China ratifies ILO forced labour conventions

In a move intended to ease tensions over accusations of forced labor in Xinjiang, and ahead of a planned visit to China by UN human rights chief Michelle Bachelet, on Wednesday (April 20), China finally ratified International Labour Organization (ILO) Conventions nos. 29 and 105 on forced labor.

Approved by the Standing Committee of the National People’s Congress, the decision is undoubtedly significant. ILO watchers say, however, that the ratification may not translate into a swift and concrete implementation on the ground – particularly in the northwestern province of Xinjiang, where Beijing is accused of resorting to forced labor practices and conducting massive human rights violations against the Uyghur Muslim minority. Beijing has consistently rejected these claims.

In a statement published on the organization’s website, the ILO’s outgoing D-G Guy Ryder welcomed the Chinese legislature’s decision: “By approving these ratifications, China reinforces its commitment to eliminate all forms of forced labor within its jurisdiction, realize work in freedom for its 1.4 billion people, and respect the ILO’s fundamental principles and rights at work.” The move, he said, “demonstrates China’s strong support for ILO values and reflects its commitment to protect any female or male workers from being trapped into forced labor practices, which have no place nor justification in today’s world.”


The International Trade Union Confederation (ITUC) also acknowledged Beijing’s decision: “Ratifying the critical ILO conventions against forced labor won’t eradicate slavery overnight in China, but it’s a step forward that will make it easier to hold the government to account. Ahead of a crucial review of China’s policy on the treatment of the Uyghurs at this June’s International Labour Conference we need to see practical measures to respect these rights. Unions, employers, and other governments have the power to influence China on the fundamental freedom from forced labor if we act together. Hundreds of thousands of Uyghur people are affected by this,” ITUC General Secretary Sharan Burrow told The G|O in a written statement.

In late 2020, ITUC brought allegations of the systematic use of forced labor in agriculture and industry targeting Uyghur and other ethnic minorities in the Xinjiang region. The ILO’s independent Committee of Experts concluded that multiple areas of concern existed regarding Beijing’s policies.

In ratifying the two conventions, China pledges to eliminate all forms of forced or compulsory labor—including “as a means of political coercion or education or as a punishment for holding or expressing political views or views ideologically opposed to the established political, social, or economic system.”

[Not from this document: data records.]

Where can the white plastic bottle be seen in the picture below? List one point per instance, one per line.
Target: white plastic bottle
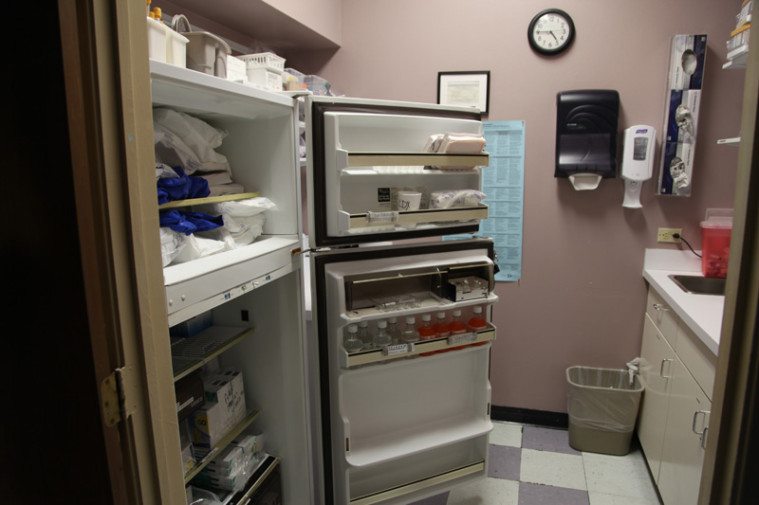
(381, 337)
(409, 333)
(363, 333)
(393, 329)
(351, 342)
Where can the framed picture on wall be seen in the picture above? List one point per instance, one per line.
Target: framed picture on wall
(464, 88)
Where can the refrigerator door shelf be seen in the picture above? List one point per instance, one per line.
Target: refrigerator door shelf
(422, 305)
(200, 285)
(423, 348)
(411, 406)
(403, 492)
(419, 440)
(440, 160)
(398, 221)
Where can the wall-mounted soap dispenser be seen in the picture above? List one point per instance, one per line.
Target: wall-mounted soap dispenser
(637, 162)
(586, 136)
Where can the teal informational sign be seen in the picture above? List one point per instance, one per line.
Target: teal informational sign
(503, 185)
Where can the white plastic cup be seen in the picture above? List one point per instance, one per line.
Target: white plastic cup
(156, 40)
(409, 200)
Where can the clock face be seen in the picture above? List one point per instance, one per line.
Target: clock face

Ratified ILO conventions are legally binding treaties. However, the organization cannot take any coercive measures to ensure compliance, prompting some experts to question their effectiveness. “Effective protection of labor rights requires a supportive ecosystem with multiple elements, but most of these are missing within the current Chinese politico-legal system. The lack of independent trade unions and free media are a case in point,” Surya Deva, professor of law at Macquarie University in Australia, told the South China Morning Post.

There is broad agreement among China experts that the move was prompted in part by Beijing’s desire to reduce tensions with Europe and revive the discussions around the Comprehensive Agreement on Investment (CAI). The forced labor issue has been a major point of contention between China and the EU. Last year, the EU suspended seven-year-long talks toward a trade deal with Beijing, and in the short term, yesterday’s (April 20) ratifications will likely do little to reverse this in light of Xi Jinping’s unwillingness to condemn Vladimir Putin’s invasion of Ukraine: Earlier this month, Josep Borrell, EU foreign policy chief, said that it was not “feasible” to “compartmentalize” trade from the war.